Questa figura collabora quotidianamente con CFO, tax manager, consulenti legali e responsabili delle operazioni internazionali, offrendo soluzioni personalizzate per minimizzare i rischi e massimizzare l'efficienza fiscale delle operazioni cross-border. La capacità di mediare tra esigenze di business e vincoli normativi, insieme a una spiccata propensione all'analisi e al problem solving, è ciò che caratterizza il successo di un Esperto di fiscalità internazionale.
Cosa fa?
Attività e responsabilità principali: Esperto di fiscalità internazionale
Analizza le strutture societarie e le transazioni internazionali per ottimizzare la fiscalità e ridurre il carico fiscale complessivo nel rispetto delle normative vigenti.

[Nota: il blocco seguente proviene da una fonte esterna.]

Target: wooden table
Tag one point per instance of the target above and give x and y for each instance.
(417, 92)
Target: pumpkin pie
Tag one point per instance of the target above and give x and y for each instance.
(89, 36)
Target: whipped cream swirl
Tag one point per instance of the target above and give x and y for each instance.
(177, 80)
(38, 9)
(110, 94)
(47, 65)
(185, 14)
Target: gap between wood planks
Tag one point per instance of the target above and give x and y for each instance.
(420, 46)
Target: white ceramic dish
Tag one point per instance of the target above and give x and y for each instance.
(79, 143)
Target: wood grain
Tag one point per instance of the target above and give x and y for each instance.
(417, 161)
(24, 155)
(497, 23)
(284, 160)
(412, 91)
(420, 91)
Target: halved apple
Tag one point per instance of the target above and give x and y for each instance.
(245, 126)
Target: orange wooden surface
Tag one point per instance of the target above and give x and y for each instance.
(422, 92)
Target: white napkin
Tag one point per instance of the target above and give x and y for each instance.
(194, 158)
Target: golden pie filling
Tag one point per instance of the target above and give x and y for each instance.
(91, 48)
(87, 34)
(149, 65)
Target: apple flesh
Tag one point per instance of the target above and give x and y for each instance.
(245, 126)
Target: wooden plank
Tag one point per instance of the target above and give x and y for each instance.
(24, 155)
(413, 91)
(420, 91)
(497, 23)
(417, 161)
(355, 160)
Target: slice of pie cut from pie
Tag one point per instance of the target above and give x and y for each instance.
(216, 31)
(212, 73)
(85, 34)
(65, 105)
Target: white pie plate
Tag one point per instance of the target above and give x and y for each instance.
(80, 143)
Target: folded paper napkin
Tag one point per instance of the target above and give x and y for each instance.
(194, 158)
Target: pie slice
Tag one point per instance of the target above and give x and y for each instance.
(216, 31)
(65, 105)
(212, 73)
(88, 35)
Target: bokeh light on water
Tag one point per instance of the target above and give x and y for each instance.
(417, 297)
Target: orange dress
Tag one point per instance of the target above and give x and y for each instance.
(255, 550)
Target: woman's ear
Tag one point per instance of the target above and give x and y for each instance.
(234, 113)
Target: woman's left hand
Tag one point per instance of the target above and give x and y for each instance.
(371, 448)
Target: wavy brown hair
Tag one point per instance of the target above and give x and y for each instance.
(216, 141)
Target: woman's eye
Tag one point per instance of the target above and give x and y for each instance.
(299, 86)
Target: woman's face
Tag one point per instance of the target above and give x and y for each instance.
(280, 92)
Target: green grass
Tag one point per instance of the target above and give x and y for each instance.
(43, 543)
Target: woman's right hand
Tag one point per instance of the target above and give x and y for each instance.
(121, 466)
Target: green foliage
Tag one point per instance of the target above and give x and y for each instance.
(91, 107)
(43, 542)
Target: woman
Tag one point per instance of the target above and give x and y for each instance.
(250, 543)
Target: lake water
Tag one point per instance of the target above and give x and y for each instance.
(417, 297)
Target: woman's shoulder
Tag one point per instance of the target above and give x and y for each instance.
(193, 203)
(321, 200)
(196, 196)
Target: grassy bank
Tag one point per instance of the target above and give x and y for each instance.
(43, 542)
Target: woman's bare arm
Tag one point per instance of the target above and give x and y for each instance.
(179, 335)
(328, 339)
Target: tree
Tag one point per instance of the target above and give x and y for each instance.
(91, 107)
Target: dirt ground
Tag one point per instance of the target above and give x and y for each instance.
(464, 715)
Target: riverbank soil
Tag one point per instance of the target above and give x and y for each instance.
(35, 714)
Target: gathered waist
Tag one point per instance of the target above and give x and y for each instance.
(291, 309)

Propone soluzioni di tax planning internazionale coerenti con gli obiettivi di business.
Predispone e revisiona la documentazione relativa ai prezzi di trasferimento tra società del gruppo, assicurando la conformità agli standard OCSE e alle normative locali. Supporta le imprese nella definizione delle politiche di transfer pricing e nella gestione delle verifiche fiscali.
Interpreta e applica trattati contro la doppia imposizione e convenzioni fiscali internazionali per evitare la doppia tassazione e gestire le procedure di rimborso o esenzione. Fornisce supporto nella scelta delle giurisdizioni più favorevoli dal punto di vista fiscale.
Consiglia e assiste le aziende nelle operazioni transfrontaliere per garantire la corretta applicazione dell’IVA internazionale, gestendo obblighi dichiarativi e procedure di rimborso. Analizza impatti IVA su esportazioni, importazioni e prestazioni di servizi internazionali.
Competenze e requisiti
Le skill richieste dal mercato del lavoro
Hard Skills
Soft Skills
Quanto guadagna e mercato del lavoro
Retribuzioni medie e trend occupazionali in Italia
Le retribuzioni dell’Esperto di fiscalità internazionale in Italia variano in base all’esperienza, alla specializzazione e alla tipologia di datore di lavoro. I professionisti impiegati presso grandi studi di consulenza o multinazionali, soprattutto nel Nord Italia, percepiscono le RAL più elevate, mentre nelle realtà di medie dimensioni i compensi possono essere inferiori ma spesso accompagnati da benefit o bonus legati ai risultati.
La richiesta di Esperti di fiscalità internazionale è in crescita, sostenuta dalla globalizzazione delle imprese italiane e dall’inasprimento delle normative anti-elusione. Secondo Assolombarda, oltre il 65% delle aziende con attività estera ha aumentato gli investimenti in consulenza fiscale internazionale nel 2024. La crescente complessità della normativa europea e OCSE favorisce ulteriormente la domanda di questa figura.